WAVE Recruits,
Naval Training Center, Bainbridge, Maryland, 1953.
The Fahy Committee had acknowledged that manpower statistics alone were not a reliable index of equal opportunity. Convinced that Negroes were getting a full and equal chance to enlist in the general service and compete for officer commissions, the committee had approved the Navy's policy, trusting to time and equal opportunity to produce the desired result. Unfortunately for the Navy, there would be many critics both in and out of government in the 1960's who disagreed with the committee's trust in time and good intentions, for equal opportunity would remain very much a matter of numbers and percentages. In an era when a premium would be placed on the size of minority membership, the palm would go to the other services. "The blunt fact is," Granger reminded the Secretary of the Navy in 1954, "that as a general rule the most aspiring Negro youth are apt to have the least interest in a Navy career, chiefly because the Army and Air Force have up to now captured the spotlight."[16-101] A decade later the statement still held.
Admiral Gravely
(1973 portrait).
It was ironic that black youth remained aloof from the Navy in the 1950's when the way of life for Negroes on shipboard and at naval bases had definitely taken a turn for the better. The general service was completely integrated, although the black proportion, 4.9 percent in 1960, was still far less than might reasonably be expected, considering the black population.[16-102] Negroes were being trained in every job classification and attended all the Navy's technical schools.
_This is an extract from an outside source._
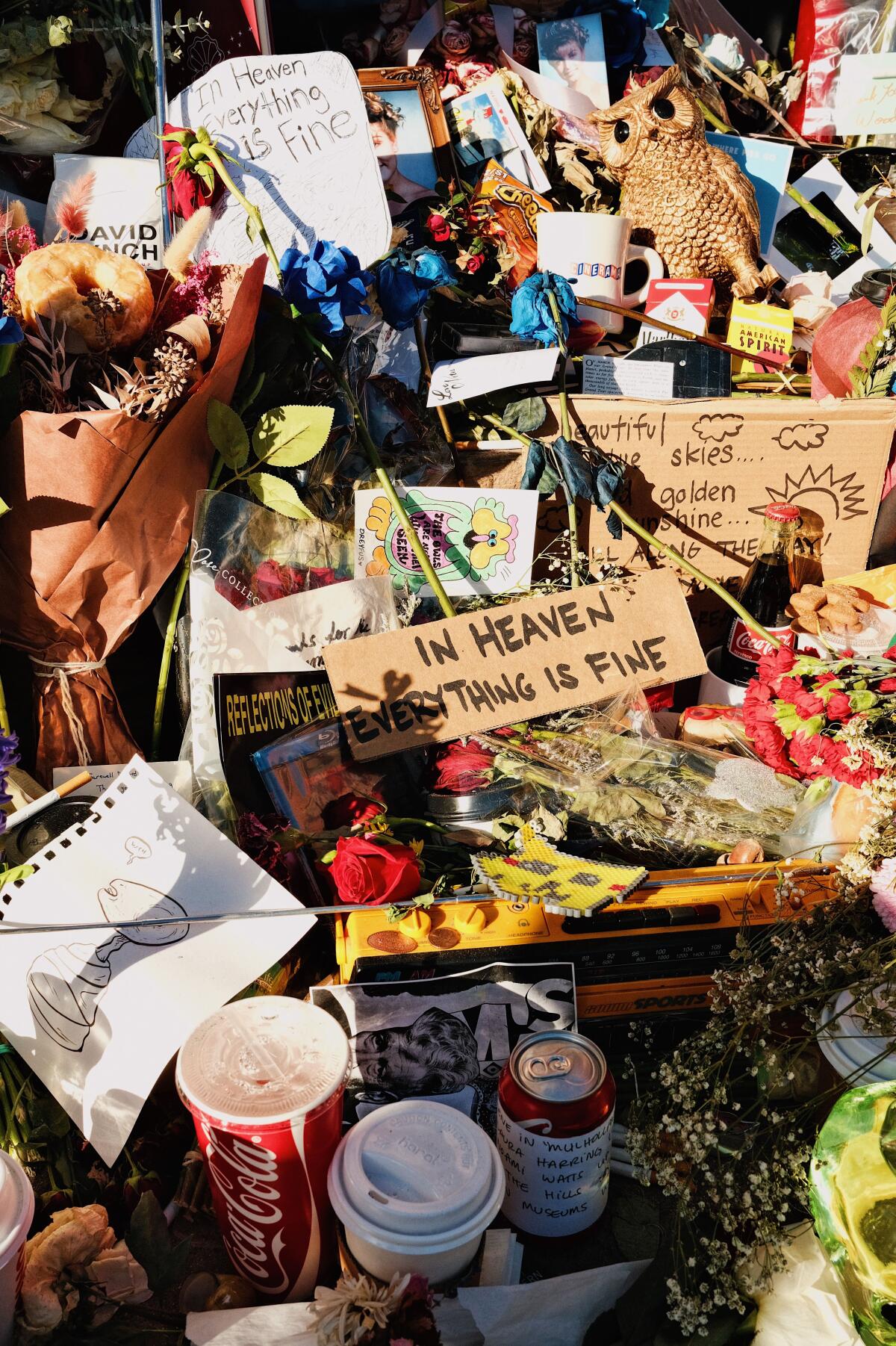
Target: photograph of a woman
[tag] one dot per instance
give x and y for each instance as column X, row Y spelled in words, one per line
column 572, row 52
Although not yet represented in proportionate numbers in the top grades within every rating, Negroes served in all ratings in every branch, a fact favorably noticed in the metropolitan press.[16-103] Black officers, still shockingly out of proportion to black strength, were not much more so than in the other services and were serving more often with regular commissions in the line as well as on the staff. Their lack of representation in the upper ranks demonstrated that the climb to command was slow and arduous even when the discriminatory tactics of earlier times had been removed. In 1961 the Navy could finally announce that a black officer, Lt. Comdr. Samuel L. Gravely, Jr., had been ordered to command a destroyer escort, the USS Falgout.[16-104]
But how were these changes being accepted among the rank and file? Comments from official sources and civil rights groups alike showed the leaven of racial tolerance at work throughout the service.[16-105] Reporter Lee Nichols, interviewing members of all the services in 1953,[16-106] found that whites expected blacks to prove themselves in their assignments while blacks were skeptical that equal opportunities for assignment were really open to them. Yet the Nichols interviews reveal a strain of pride and wonderment in the servicemen at the profound changes they had witnessed.
In time integrated service became routine throughout the Navy, and instances of Negroes in command of integrated units increased. Bigots of both races inevitably remained, and the black community continued to resent the separate Steward's Branch, but the sincerity of the Navy's promise to integrate the service seemed no longer in doubt.